Intrigued_byeIntrigued_bye7 months ago

The writing seems a bit rote in the retelling. The language is precise and telling but rather dead. It lacks any emotional punch that happens when good story telling reveals some hidden truths. This series has been about a series of lies and a selfish "atonement" that then degrades into kinks that hardly connote any sense of love. This emotionless tit for tat payback just exposes how sad and empty the partnership is.

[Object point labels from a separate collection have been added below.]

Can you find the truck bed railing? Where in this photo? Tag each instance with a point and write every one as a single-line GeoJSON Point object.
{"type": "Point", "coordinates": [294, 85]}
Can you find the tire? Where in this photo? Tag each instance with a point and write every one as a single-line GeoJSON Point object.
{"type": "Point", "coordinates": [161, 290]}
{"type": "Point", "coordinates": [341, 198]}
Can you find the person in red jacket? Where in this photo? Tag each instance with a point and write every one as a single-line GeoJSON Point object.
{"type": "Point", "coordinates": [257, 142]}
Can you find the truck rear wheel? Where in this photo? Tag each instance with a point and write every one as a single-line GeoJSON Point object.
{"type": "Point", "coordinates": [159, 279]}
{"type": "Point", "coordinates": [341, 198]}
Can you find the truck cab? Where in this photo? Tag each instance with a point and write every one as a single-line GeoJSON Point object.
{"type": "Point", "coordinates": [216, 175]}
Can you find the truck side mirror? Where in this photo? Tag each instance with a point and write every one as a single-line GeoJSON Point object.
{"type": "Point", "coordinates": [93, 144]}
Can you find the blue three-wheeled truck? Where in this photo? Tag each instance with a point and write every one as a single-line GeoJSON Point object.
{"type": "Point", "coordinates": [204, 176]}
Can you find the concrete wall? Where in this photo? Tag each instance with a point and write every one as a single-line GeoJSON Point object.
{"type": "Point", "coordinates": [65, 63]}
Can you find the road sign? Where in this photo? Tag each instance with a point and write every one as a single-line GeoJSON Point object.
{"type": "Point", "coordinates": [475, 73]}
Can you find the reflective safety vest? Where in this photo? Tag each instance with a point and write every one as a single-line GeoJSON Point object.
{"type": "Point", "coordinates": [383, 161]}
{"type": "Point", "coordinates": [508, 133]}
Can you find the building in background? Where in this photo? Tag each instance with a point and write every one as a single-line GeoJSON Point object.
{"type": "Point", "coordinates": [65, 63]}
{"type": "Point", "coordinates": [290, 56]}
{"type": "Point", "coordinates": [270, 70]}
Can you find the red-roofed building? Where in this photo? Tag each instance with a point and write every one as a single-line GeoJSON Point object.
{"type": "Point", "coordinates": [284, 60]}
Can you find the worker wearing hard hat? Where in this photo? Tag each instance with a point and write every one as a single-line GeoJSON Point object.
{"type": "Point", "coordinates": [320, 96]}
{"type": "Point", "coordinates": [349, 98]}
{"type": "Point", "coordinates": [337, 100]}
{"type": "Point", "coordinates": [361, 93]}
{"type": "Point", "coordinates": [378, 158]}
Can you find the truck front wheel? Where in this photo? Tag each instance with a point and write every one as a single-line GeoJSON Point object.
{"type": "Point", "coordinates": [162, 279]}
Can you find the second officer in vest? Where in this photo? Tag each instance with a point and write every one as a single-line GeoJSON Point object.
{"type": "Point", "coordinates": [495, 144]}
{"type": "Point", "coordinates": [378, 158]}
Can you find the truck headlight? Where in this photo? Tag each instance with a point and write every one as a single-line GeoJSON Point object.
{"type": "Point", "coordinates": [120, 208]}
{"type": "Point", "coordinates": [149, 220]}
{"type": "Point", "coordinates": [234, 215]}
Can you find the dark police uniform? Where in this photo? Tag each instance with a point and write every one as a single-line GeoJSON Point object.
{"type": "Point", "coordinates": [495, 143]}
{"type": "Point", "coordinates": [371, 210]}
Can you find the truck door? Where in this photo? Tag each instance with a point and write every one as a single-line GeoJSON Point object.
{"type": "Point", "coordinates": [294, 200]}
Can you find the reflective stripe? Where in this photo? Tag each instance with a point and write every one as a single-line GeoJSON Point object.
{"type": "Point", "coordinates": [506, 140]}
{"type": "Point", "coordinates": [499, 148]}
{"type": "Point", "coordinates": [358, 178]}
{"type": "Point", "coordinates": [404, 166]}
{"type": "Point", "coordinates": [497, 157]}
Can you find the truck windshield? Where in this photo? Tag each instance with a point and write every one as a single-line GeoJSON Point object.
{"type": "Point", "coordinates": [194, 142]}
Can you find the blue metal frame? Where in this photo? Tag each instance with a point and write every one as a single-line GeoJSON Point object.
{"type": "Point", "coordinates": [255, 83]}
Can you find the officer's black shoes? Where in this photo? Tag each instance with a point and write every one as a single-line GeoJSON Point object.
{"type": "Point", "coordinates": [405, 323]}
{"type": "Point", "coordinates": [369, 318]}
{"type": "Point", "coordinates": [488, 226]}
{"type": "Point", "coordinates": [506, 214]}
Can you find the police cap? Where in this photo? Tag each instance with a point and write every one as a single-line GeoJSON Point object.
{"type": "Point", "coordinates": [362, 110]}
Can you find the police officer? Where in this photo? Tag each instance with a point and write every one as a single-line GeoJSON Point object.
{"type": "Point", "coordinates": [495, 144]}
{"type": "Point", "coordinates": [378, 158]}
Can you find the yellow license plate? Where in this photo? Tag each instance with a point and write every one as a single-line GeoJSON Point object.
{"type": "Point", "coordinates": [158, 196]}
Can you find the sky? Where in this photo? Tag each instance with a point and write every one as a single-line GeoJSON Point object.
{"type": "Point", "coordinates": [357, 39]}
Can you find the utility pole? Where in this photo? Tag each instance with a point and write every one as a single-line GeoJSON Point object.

FrumCuppleFrumCupple11 months ago

I read the entire Confession series, and I was stunned by the quality and eroticism of the writing. Entirely separate from the subject matter, and the morality of this story (which I do not judge), as a literary work this went far beyond most of the stories that I have read... In fact, I immediately thought that you must be a published author, and wondered why you offered stories of this quality for free. You have captured the complex nuances of the conflict between love and desire -- a conflict that exists in even the most healthy marriages, and the eroticism inherent in the wife-mother-woman persona. Absolutely loved it, and hope you don't mind if I post this for each story.